I I think that there's a lot of there's a lot of optimism that we can take from this. And looking at virtual engagements, do you think that, that they're here to stay in the sense that I know that everyone wants to get back to FaceTime and and on sites and and face to face interaction. But do you think that there's now going to be a place for this? I think almost an certainly that answer is yes. I think it's just a matter of degree. Right? And so let me explain what I mean by that, Tom.
I think there are a lot of factors within our control. In other words, I think pharma is going to, look at these virtual interactions. In some cases, the pandemic has provided a catalyst for change for our industry. Right? I think people have been talking about digital. Pharma has not really been on the on on the cutting edge of virtual, digital, in terms of the way that we interact with customers in in in general. Right?
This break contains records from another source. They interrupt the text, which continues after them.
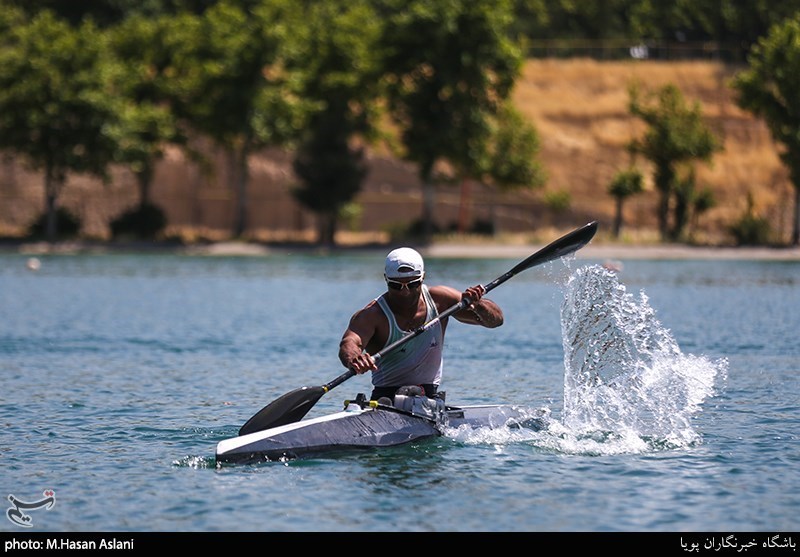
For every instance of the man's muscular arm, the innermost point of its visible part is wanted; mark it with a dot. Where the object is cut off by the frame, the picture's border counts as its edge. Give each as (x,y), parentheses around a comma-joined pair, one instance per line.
(354,341)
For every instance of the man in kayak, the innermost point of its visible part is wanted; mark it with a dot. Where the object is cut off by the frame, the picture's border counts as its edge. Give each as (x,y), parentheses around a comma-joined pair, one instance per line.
(406,305)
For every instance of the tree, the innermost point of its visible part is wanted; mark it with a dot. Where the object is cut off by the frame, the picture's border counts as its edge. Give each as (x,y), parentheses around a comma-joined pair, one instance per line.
(450,66)
(770,88)
(511,159)
(142,45)
(625,184)
(342,71)
(675,139)
(59,108)
(234,84)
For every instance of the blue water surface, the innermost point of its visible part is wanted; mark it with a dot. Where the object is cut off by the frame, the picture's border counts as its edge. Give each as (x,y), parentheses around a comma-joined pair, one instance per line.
(121,373)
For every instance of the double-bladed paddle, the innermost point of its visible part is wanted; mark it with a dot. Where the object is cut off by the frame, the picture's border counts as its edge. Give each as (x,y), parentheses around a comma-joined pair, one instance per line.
(295,404)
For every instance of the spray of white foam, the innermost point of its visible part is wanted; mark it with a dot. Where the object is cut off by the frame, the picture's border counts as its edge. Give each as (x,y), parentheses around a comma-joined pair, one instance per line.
(628,387)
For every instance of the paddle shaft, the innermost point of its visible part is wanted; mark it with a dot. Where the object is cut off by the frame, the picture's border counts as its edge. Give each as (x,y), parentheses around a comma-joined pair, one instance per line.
(563,246)
(292,406)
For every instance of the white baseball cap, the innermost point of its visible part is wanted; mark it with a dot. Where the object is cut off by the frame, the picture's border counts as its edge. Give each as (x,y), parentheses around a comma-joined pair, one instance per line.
(404,263)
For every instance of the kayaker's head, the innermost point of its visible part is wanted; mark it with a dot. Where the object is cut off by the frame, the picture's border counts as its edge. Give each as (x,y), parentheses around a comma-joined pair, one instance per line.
(404,270)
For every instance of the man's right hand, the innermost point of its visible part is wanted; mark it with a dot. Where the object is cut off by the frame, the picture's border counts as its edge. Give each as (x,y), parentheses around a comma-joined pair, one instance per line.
(363,363)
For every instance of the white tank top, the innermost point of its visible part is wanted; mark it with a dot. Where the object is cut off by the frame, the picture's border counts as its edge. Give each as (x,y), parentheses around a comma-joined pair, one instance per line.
(416,362)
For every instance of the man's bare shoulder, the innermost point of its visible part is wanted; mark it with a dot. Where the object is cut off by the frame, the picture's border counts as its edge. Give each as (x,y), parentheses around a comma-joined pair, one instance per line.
(369,312)
(444,295)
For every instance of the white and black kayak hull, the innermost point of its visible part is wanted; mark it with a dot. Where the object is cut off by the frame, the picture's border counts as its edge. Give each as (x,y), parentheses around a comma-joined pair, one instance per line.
(357,427)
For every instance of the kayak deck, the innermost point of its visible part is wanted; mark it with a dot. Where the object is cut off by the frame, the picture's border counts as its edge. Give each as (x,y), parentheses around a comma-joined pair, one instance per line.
(364,424)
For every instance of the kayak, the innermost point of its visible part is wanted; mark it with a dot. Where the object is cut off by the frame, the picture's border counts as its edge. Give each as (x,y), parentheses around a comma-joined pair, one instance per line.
(365,424)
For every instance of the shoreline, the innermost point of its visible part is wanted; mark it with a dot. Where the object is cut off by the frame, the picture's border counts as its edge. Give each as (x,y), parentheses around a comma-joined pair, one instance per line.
(598,251)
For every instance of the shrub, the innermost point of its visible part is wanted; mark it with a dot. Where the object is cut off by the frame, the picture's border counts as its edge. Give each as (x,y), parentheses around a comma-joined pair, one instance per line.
(751,230)
(67,224)
(145,222)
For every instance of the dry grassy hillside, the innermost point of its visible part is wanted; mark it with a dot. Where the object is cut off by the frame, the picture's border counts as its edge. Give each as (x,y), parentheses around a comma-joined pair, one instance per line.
(580,108)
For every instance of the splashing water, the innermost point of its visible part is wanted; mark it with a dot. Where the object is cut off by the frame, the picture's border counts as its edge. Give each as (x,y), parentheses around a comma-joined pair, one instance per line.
(625,376)
(628,388)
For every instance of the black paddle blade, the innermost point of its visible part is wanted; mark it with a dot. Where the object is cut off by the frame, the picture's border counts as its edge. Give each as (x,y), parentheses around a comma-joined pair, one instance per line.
(287,409)
(565,245)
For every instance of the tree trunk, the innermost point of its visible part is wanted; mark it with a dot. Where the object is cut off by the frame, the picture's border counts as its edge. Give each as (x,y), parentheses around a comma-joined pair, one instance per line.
(464,204)
(240,173)
(618,218)
(796,226)
(51,189)
(428,206)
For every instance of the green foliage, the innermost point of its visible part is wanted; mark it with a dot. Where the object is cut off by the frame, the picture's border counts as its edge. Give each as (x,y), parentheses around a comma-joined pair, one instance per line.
(751,229)
(770,88)
(341,71)
(144,222)
(449,66)
(514,146)
(676,137)
(68,225)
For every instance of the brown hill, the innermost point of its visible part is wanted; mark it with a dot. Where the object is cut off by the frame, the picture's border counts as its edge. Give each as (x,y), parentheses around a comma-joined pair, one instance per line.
(579,108)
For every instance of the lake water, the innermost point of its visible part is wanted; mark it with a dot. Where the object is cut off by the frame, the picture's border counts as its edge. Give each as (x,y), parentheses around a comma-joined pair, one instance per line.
(672,388)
We've we've kind of more traditional, a little slower to adopt some of these, principles that other other industries have gone to much quicker. So I do think that the virtual interactions will be a tool in the toolkit of the MSLs moving forward. Okay? Now I don't expect that that's going to be the primary or preferred in many cases, method of interaction.
I think the value of, the MSL is the relationship, and the relationships, get great, greatly enhanced by face to face interactions and, and the rest of that. So right now, virtual is what we've got. I do think it will continue. I do think pharma will and and and biotech and device too for that matter, we'll we'll figure out that this is one way to engage, that we won't throw out when, when when times return to more normalcy.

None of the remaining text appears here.